These ideas were presented in a more extensive Newsletter sent out on Monday to subscribers of The Pragmatic Investor.
Thesis Summary
CPI data is coming out on Wednesday, and this will likely be a guiding force in the market.
Consensus, and my own expectation, is that we will see a continued disinflationary move. However, I will also lay out the inflationary thesis.
While I don’t believe inflation will come back soon, it could remain persistent, and “higher for longer” will take its toll on markets and the economy.
What the Market Expects on Wednesday
CPI data is coming out on Wednesday, followed by PPI on Thursday:
This week will also feature various talks from Fed officials. Expectations are that the core CPI YoY will come down to 5% from 5.3% in the previous month:
As we can see from the graph above, we have been in a clear disinflationary trend since September, which has accompanied a rally in stocks. (At least some stocks)
Odds are at this point that the disinflationary narrative will continue and perhaps even accelerate in light of China’s own inflation and PPI data.
China’s YoY inflation came in at 0%, which was below consensus. YoY PPI was even more of a surprise, down 5.4% versus 5%.
Why does this matter to US investors? Chinese PPI and US inflation have held a steady correlation over the years. In fact, it is arguably a leading indicator.
Chinese PPI YoY is shown in blue, and US CPI YoY is shown in orange. We can appreciate that US inflation follows the Chinese PPI with a few-month lag. The latter peaked in October of 2021, and US CPI seems to have peaked almost exactly one year later.
Indeed, China might be exporting deflation.
Transitory or Permanent disinflation?
Much like with the inflation debate, we now have camps of economists on both sides. The contrarians at this point believe disinflation is “transitory”, and that inflation will soon come roaring back. It’s hard to see this happening now, but then again, most missed just how fast inflation would come up, and also just how fast it would come back down.
We can’t dismiss this thesis out of hand, and, in my opinion, this boils down to wages.
Wage growth has tracked inflation in the US quite closely. Now, according to the Atlanta Fed, wages are also trending down with inflation, but what if wages remain resilient? There’s definitely an argument to be made here.
First off, we actually have a precedent coming from the UK.
Those that follow international markets will know that the UK has been struggling with stubborn inflation, and this can be attributed, in my opinion, to the stubborn wage growth, which has refused to come down, even as CPI does begin to cool off.
Like the US, the UK has a very tight labour market, and this could prevent wages from coming down. A structurally tight labour market seems to make sense when we think about the amount of “boomers” leaving the workforce. The proportion of retirees to workers is going to keep growing.

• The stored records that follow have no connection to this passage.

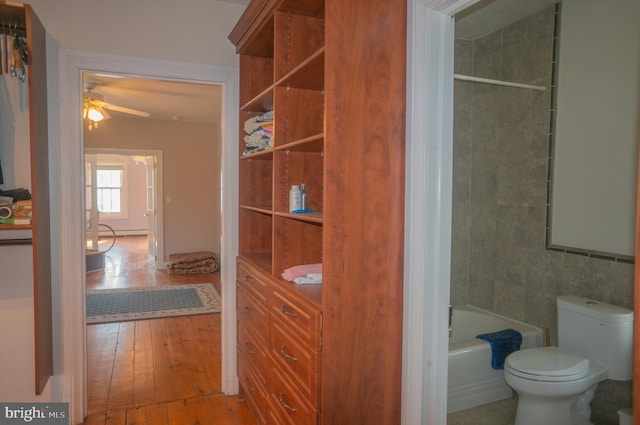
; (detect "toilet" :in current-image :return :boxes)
[504,295,633,425]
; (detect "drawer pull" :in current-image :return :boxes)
[280,345,298,362]
[244,342,256,356]
[280,393,297,413]
[244,378,256,392]
[280,304,298,319]
[243,275,258,285]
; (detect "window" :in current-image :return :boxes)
[96,157,127,218]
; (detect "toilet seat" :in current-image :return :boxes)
[504,347,589,382]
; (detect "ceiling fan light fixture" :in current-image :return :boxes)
[87,108,104,122]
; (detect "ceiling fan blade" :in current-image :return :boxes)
[102,102,151,118]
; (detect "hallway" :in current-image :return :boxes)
[79,236,254,425]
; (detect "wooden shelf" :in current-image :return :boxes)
[229,0,407,425]
[276,47,324,90]
[240,86,273,112]
[274,211,322,224]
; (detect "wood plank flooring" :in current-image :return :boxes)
[83,236,255,425]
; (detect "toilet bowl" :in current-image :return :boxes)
[504,296,633,425]
[504,347,607,425]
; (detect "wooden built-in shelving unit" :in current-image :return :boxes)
[229,0,407,425]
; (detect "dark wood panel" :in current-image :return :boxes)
[25,5,53,394]
[321,0,407,425]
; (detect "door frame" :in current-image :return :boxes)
[82,148,164,269]
[58,49,239,423]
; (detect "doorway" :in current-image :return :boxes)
[58,51,238,423]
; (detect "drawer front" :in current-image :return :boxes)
[269,317,320,406]
[238,322,269,385]
[269,288,320,351]
[236,263,269,304]
[267,365,318,425]
[238,352,267,425]
[236,284,268,346]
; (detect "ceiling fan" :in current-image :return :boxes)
[83,88,151,130]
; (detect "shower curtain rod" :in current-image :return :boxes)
[453,74,547,91]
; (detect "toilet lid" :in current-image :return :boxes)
[505,347,589,381]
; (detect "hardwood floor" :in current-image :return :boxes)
[83,237,255,425]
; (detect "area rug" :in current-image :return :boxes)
[87,283,221,324]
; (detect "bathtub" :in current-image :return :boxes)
[447,305,543,413]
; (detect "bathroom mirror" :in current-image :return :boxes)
[547,0,640,260]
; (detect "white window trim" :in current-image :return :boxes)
[96,155,129,220]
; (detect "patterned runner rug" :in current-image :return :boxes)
[87,283,221,324]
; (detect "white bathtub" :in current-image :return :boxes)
[447,305,543,413]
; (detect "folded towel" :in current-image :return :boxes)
[476,329,522,370]
[282,263,322,280]
[293,273,322,285]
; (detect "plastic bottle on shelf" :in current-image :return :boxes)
[300,183,307,210]
[289,184,301,212]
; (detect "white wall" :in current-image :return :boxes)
[25,0,244,66]
[0,0,244,414]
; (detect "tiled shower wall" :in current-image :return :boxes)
[451,7,633,424]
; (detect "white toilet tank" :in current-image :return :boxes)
[557,295,633,381]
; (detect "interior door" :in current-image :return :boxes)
[146,156,158,268]
[84,154,98,250]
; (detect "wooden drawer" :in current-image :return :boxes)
[236,262,269,304]
[238,351,267,425]
[267,365,318,425]
[236,284,268,347]
[269,317,320,406]
[238,322,269,385]
[269,287,321,351]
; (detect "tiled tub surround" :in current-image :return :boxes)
[451,7,633,425]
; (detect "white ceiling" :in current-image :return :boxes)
[84,0,557,123]
[456,0,558,40]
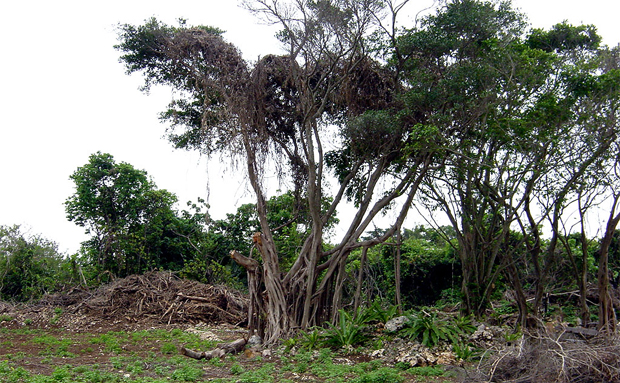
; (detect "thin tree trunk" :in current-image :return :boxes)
[353,246,368,316]
[394,228,403,314]
[598,194,620,335]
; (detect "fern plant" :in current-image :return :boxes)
[401,311,458,348]
[325,310,366,348]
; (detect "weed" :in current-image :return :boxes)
[160,342,177,355]
[90,332,123,354]
[300,328,323,350]
[401,311,458,348]
[351,367,405,383]
[282,338,297,353]
[356,299,398,323]
[230,363,245,375]
[50,307,62,325]
[452,340,476,361]
[407,366,446,376]
[325,310,366,348]
[171,365,203,382]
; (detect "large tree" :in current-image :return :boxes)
[117,0,432,342]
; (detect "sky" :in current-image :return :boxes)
[0,0,620,253]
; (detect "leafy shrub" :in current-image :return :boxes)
[400,311,459,348]
[325,310,367,348]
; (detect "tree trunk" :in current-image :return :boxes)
[353,246,368,316]
[598,198,620,335]
[394,229,403,314]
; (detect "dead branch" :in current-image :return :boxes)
[181,338,248,360]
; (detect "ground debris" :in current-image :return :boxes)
[0,271,248,330]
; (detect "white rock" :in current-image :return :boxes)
[385,316,409,332]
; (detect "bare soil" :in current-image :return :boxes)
[0,272,452,382]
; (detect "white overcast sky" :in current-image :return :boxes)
[0,0,620,252]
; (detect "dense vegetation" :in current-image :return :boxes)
[0,0,620,352]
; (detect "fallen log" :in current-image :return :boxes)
[181,338,248,360]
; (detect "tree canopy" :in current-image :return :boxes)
[116,0,619,343]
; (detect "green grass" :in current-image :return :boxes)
[0,329,456,383]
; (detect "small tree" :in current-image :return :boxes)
[65,152,204,276]
[0,225,63,302]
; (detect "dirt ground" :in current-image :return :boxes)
[0,272,452,382]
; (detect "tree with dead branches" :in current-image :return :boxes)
[117,0,433,343]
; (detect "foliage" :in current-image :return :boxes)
[400,310,476,348]
[65,152,211,277]
[116,0,430,343]
[0,225,68,301]
[325,310,367,348]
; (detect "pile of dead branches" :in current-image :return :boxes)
[70,271,248,324]
[475,329,620,383]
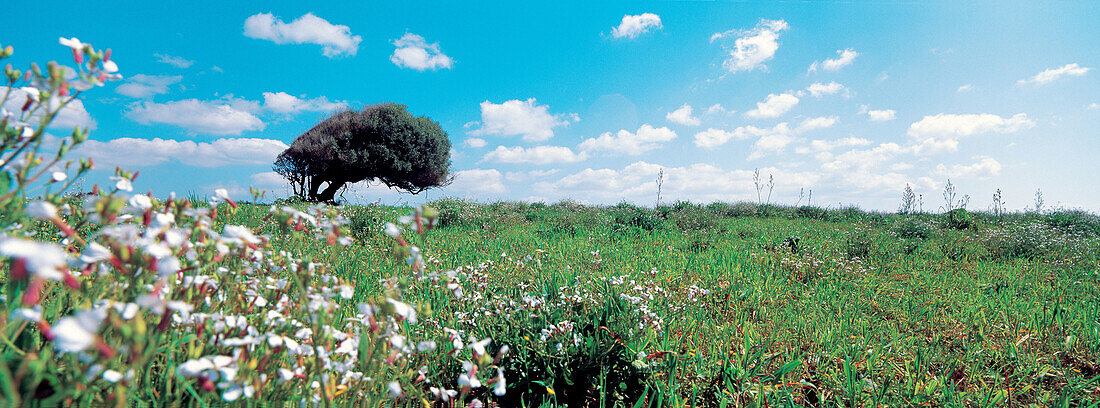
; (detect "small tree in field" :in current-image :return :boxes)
[273,103,451,202]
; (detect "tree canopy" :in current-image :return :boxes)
[273,103,451,201]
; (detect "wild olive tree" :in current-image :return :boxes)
[273,103,451,202]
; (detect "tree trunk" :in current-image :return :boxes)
[308,176,325,201]
[316,180,347,202]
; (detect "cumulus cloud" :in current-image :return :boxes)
[867,109,898,122]
[249,172,287,188]
[695,122,793,150]
[389,33,454,70]
[810,48,859,73]
[447,168,508,196]
[580,124,677,156]
[153,54,195,68]
[534,162,821,203]
[264,92,348,113]
[75,137,288,167]
[1016,63,1092,85]
[794,117,840,133]
[745,92,799,119]
[244,13,363,58]
[806,81,848,98]
[469,98,580,142]
[794,136,871,154]
[935,156,1002,179]
[908,113,1035,154]
[612,13,661,38]
[664,103,699,126]
[482,146,589,164]
[818,141,912,192]
[125,99,264,134]
[0,87,97,129]
[504,168,561,183]
[711,20,789,73]
[114,74,184,99]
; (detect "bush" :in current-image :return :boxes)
[893,218,932,241]
[794,206,828,220]
[1044,210,1100,235]
[944,208,974,230]
[669,201,722,231]
[609,203,661,231]
[845,230,875,258]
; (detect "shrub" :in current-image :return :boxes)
[893,218,932,241]
[1044,210,1100,235]
[669,205,722,231]
[707,201,760,217]
[845,229,875,258]
[944,208,974,230]
[609,203,661,231]
[794,206,827,220]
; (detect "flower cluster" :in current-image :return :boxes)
[0,38,507,406]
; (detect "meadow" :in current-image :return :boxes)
[218,200,1100,407]
[0,38,1100,408]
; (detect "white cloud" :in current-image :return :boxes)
[806,81,848,98]
[664,103,699,126]
[1016,64,1092,85]
[470,98,580,142]
[695,122,794,158]
[0,86,97,129]
[745,93,799,119]
[810,48,859,73]
[738,122,794,161]
[504,168,561,183]
[447,168,508,196]
[153,54,195,68]
[389,33,454,70]
[249,172,287,188]
[534,162,821,205]
[114,74,184,99]
[482,146,589,164]
[127,99,264,134]
[264,92,348,113]
[935,156,1002,179]
[867,109,898,122]
[711,19,789,73]
[75,137,287,167]
[794,137,871,154]
[818,141,912,192]
[580,124,677,156]
[908,113,1035,154]
[612,13,661,38]
[794,117,840,133]
[244,13,363,58]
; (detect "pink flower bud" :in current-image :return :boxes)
[23,279,42,307]
[11,257,26,280]
[63,272,80,289]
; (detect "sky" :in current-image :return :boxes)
[0,1,1100,211]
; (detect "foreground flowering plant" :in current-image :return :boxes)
[0,38,507,406]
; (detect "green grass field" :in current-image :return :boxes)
[0,196,1100,407]
[221,200,1100,407]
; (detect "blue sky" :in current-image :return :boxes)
[0,1,1100,210]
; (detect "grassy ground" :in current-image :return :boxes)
[216,200,1100,407]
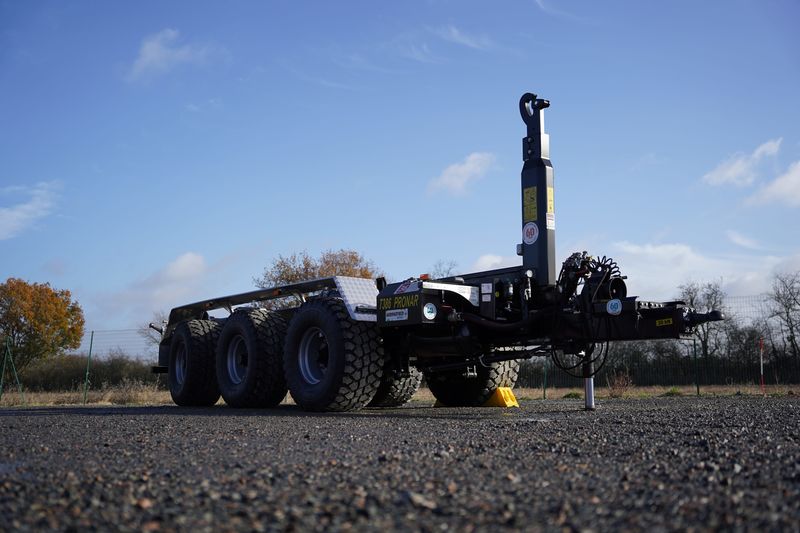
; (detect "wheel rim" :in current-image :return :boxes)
[175,343,186,385]
[297,328,328,385]
[227,335,248,385]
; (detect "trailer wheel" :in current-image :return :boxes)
[369,367,422,407]
[168,320,221,406]
[283,298,383,411]
[217,309,288,407]
[425,361,519,407]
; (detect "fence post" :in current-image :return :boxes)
[0,337,8,400]
[542,357,547,400]
[758,337,767,396]
[83,330,94,405]
[692,339,700,396]
[0,337,25,405]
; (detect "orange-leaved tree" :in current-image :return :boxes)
[0,278,84,370]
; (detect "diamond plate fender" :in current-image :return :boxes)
[333,276,378,322]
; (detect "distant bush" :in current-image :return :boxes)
[20,352,166,391]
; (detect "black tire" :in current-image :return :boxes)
[369,367,422,407]
[425,361,519,407]
[283,298,383,411]
[216,309,288,407]
[168,320,221,406]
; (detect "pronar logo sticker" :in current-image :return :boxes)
[386,309,408,322]
[522,222,539,244]
[394,279,419,294]
[606,298,622,316]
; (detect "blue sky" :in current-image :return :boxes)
[0,0,800,329]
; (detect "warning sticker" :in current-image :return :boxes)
[522,222,539,244]
[522,187,539,222]
[394,279,419,294]
[386,309,408,322]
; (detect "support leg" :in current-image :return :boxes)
[583,361,595,411]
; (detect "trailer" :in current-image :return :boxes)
[153,93,724,411]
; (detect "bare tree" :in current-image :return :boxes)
[679,281,726,357]
[768,271,800,357]
[136,311,169,346]
[253,249,383,309]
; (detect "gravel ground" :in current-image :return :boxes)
[0,396,800,532]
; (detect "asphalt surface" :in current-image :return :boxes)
[0,396,800,532]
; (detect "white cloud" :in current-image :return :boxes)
[534,0,585,22]
[702,138,783,187]
[94,252,210,324]
[471,254,522,272]
[0,182,57,240]
[747,161,800,207]
[612,242,784,300]
[126,28,216,82]
[431,25,493,50]
[398,43,441,64]
[725,229,761,250]
[428,152,495,194]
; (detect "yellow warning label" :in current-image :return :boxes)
[522,187,539,222]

Interestingly, LinkedIn’s own measure of labour market strength, based on job openings and active applicants, has been trending down.
To the strength of the labour market, I think we could also add a weakening dollar and higher commodity prices to the list of things that could, at the very least, give us a little surprise in the disinflation narrative.
Since the beginning of the year, energy and materials prices have been sliding down. Only Gold (GLD) is up for the year.
The sentiment is so bearish on commodities right now that we could, in fact, see some form of a short squeeze take place:
A recent Standard Chartered Report pointed out that positioning is now at 2020 pandemic levels.
In the report, the analysts highlighted that their crude oil money-manager positioning index, which they said is based on positioning across the four main Brent and WTI contracts as a percentage of open interest relative to five-year extremes, fell 8.5 points week on week to -99.6. This is very similar to positioning at the start of the pandemic in 2020 and following the collapse of SVB, the analysts pointed out in the report.
Source: Rigzone.com
The weakening dollar narrative has been present for some time. Stanley Druckenmiller famously said he was shorting the dollar at the beginning of 2023. While it hasn’t quite dropped yet, though it is down from its peak, this coincides with my own technical outlook on the dollar index (DXY).
From a charting perspective, we are completing a triangle, from which we could see a strong breakout to the downside. This would indicate that we are setting up for a C wave down. If this were to be the same length as wave A, then the DXY could land at support, which sits around 91.
Final Thoughts
The stage is set for continued disinflation, but I think within the next few months, we could get an inflationary surprise. However, the trend is now clearly disinflationary, and my biggest fear, long-term, is that Fed overtightening could set us up for a recession and outright deflation in the not-so-distant future. For now, though, the party continues.